2. Convert Docker Image to Singularity

Convert the Docker image to a Singularity SIF file:

singularity build cuda_image.sif docker-daemon://cuda_image:latest

3. Use Singularity with Host Resources

Run the Singularity container, binding the host’s home directory and using the host’s Conda environment:

singularity exec --bind /home/user:/home/user cuda_image.sif bash -c "
  source /home/user/miniconda3/etc/profile.d/conda.sh &&
  conda activate my_env &&
  python /home/user/code/train.py
"

Running Tasks with HTCondor

1. Wrapper Script

The wrapper script is executed for each task submission.
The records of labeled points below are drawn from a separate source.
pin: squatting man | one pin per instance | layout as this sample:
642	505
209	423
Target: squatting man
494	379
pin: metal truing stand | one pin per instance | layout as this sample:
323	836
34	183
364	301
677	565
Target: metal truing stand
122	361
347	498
Ensure it uses the proper shebang:

#!/usr/bin/bash

# Load Conda and activate the environment
export PATH="/home/user/miniconda3/bin:$PATH"
source /home/user/miniconda3/etc/profile.d/conda.sh
conda activate my_env

# Run the Singularity container and execute the Python script
singularity exec --bind /home/user:/home/user cuda_image.sif bash -c "
  source /home/user/miniconda3/etc/profile.d/conda.sh &&
  conda activate my_env &&
  python /home/user/code/train.py
"

2. HTCondor Submit File

Create a submission file for your task:

executable = wrapper.sh
output     = output/task.out
error      = output/task.err
log        = output/task.log
request_gpus = 1
Requirements = (CUDADeviceName == "NVIDIA A100 80GB PCIe")
queue

Submit the task:

condor_submit task.sub

3. Monitor Jobs

Check the status of your jobs:

condor_q

Check GPU availability:

condor_status -constraint 'CUDADeviceName == "NVIDIA A100 80GB PCIe"'

Managing Tasks with Slurm

Slurm is another workload manager, optimized for distributed training and tightly coupled tasks.

1. Slurm Script

Write a Slurm submission script:

#!/bin/bash
#SBATCH --job-name=my_task
#SBATCH --output=task.out
#SBATCH --error=task.err
#SBATCH --gres=gpu:1

singularity exec /path/to/cuda_image.sif python /home/user/code/train.py

Submit the job:

sbatch task.slurm

Comparing HTCondor and Slurm

Feature HTCondor Slurm
Best Use Case High-throughput, independent tasks Distributed, tightly coupled tasks
GPU Support Yes Yes
Ease of Use Simple for independent jobs Better for multi-node configurations
Distributed Training Not optimized for communication-heavy jobs Supports MPI, NCCL, Gloo

Distributed Training with Singularity

For distributed training, tools like NCCL, Gloo, and MPI are critical:

  1. NCCL: Best for multi-GPU training on NVIDIA hardware.
  2. Gloo: General-purpose communication for PyTorch.
  3. MPI: High-performance communication for multi-node setups.

Why InfiniBand?

  • Standard Ethernet introduces bottlenecks in distributed training.
  • InfiniBand provides high-speed, low-latency connections for scaling training across nodes.

Conclusion

Singularity simplifies the process of running containerized tasks on HPC systems. By combining Singularity with HTCondor and Slurm, you can efficiently manage high-throughput and distributed workloads. Use Docker for building containers, but leverage Singularity for running them in HPC environments. And remember: only include system-level dependencies in the container, while keeping user-level tools and data on the host system.